Children are selected for the program based on individual measures of assessmentand teacher judgement. Their regular classroom instruction is then supplemented with daily one-to-one 30-minute lessons for 12-20 weeks with a specially trained teacher. The lessons consist of a variety of activities designed to help children develop effective strategies for reading and writing. Each child's program is unique; through careful observation and decision-making, the teacher designs a program to fit each individual student's needs at that particular moment. Instruction continues until the child can read at or above the class average and has demonstrated the use of independent reading and writing strategies. The student's daily tutoring is then "discontinued", providing the opportunity for another child to enter Reading Recovery.
CHARACTERISTICS OF READING RECOVERY LESSONS
Many early literacy programs try to move at-risk children along an artificial continuum by teaching skills that somehow "add up" to good reading and writing. In contrast, Reading Recovery teachers carefully observe each student as a reader and writer,and make instructional decisions based on what each particular child needs. By working from the unique knowledge base of at-risk students in a one-to-one lesson format, Reading Recovery teachers move well beyond the traditional "skills and drills" approach associated with remedial programs. While the parts of the lesson are the same on most days, the particular books read, the messages written, and the interactions the teacher has with the child are individually crafted to meet his or her needs. Thus, each lesson and the path of progress for each child are different.
The goal of Reading Recovery is accelerated learning. Each child is expected to make faster-than-average progress so that he or she can catch up with other children in the class. The majority of Reading Recovery children typically reach an average reading level after 12-20 weeks of daily instruction. During this period, they continue to work in the regular classroom for all but 30 minutes each day (the length of the Reading Recovery lesson itself).With the assistance of their Reading Recovery teacher, children learn the strategies that good readers use to solve their reading problems, and continue to improve their reading and writing each time they engage in those tasks.

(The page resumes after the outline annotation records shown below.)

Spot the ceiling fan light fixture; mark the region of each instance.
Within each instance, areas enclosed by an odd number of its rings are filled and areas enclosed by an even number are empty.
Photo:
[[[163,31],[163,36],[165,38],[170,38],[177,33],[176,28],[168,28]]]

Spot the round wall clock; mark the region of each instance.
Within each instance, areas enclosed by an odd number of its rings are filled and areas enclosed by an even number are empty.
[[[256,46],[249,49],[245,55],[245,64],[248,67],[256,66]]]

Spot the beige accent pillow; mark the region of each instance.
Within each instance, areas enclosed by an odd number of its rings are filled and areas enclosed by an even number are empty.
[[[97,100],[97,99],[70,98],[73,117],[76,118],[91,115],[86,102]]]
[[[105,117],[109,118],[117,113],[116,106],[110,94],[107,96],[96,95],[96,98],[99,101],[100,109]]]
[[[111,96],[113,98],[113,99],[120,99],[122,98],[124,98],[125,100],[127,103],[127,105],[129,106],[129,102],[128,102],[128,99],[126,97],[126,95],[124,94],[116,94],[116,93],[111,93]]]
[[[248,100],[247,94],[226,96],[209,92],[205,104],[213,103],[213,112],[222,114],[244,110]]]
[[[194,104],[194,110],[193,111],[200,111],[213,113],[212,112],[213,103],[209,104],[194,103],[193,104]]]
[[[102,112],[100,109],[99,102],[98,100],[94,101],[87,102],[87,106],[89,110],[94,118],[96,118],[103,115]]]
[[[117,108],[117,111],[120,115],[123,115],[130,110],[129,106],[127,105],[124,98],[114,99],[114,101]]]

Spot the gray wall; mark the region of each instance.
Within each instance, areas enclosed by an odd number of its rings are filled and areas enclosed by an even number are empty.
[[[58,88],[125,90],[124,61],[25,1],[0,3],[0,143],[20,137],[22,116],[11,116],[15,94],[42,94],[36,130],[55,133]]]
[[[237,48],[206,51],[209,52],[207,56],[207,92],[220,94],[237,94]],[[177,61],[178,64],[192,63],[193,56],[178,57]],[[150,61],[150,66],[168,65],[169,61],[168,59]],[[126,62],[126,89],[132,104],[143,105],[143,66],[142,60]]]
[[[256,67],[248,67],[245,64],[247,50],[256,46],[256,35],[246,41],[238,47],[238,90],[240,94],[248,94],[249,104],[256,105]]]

READING RECOVERY'S IMPACT ON INSTRUCTION IN PRINCE WILLIAM COUNTY
In Prince William County, we are finding that Reading Recovery is making a difference not only for the individual students it serves, but is helping to make good language arts instruction even better at the school and district level. Reading Recovery teachers regularly share instructional strategies for young readers and writers with their teaching colleagues, and are often involved in professional development opportunities for teachers district-wide. We realize that the key to a successful Reading Recovery program lies in the quality of instruction each Reading Recovery student receives back in the classroom. Our at-risk youngsters need the best possible instruction throughout their entire day, and a team approach between Reading Recovery teachers and classroom teachers helps to make each student's learning experience a successful one.